Reading this as a family member? Your long-term care ombudsman is a free advocate for residents and families.

Back to top

Citations

2 citations recorded*CMS

What do CMS severity letters mean?

Serious (G-L). Actual harm to a resident, or immediate jeopardy. Codes G through I indicate actual harm; J through L indicate immediate jeopardy to resident health or safety.

General (A-F). No actual harm found, or harm that is minimal. The facility must still submit a Plan of Correction. Most CMS citations land here.

Each letter combines severity with scope: how many residents the deficiency affected.

  • 0553GeneralS&S Dpotential for harm

    F553 - The right to participate in the development and implementation of his or her

    Allow resident to participate in the development and implementation of his or her person-centered plan of care.

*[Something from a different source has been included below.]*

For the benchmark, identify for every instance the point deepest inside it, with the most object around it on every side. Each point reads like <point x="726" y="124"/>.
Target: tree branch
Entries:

  • 0697GeneralS&S Dpotential for harm

    F697 - Pain Management

    Provide safe, appropriate pain management for a resident who requires such services.

FAQ · About this visit

Common questions about this visit

What happened during the September 6, 2024 survey of LOS PALOS POST-ACUTE CARE CENTER?

This was a inspection survey of LOS PALOS POST-ACUTE CARE CENTER on September 6, 2024. The surveyor cited 2 deficiencies, recorded on the federal Form 2567 statement of deficiencies.

Were any deficiencies cited at LOS PALOS POST-ACUTE CARE CENTER on September 6, 2024?

Yes, 2 deficiencies were cited, each with a CMS Scope and Severity grade. The first was: "Allow resident to participate in the development and implementation of his or her person-centered plan of care."

What type of survey was this?

This was a inspection survey conducted by state surveyors under federal Centers for Medicare & Medicaid Services (CMS) oversight. Findings are published on CMS Care Compare.

Share this reportEmail

Next steps

Concerned about a resident’s care?Find your local ombudsman through the Eldercare Locatoror file a complaint with your state survey agency.

Researching this visit professionally?Book a 15-minute calland we will walk through what we have on file.

Data from CMS Care Compare public records. Dataset last refreshed . If you believe any information is inaccurate, report it here.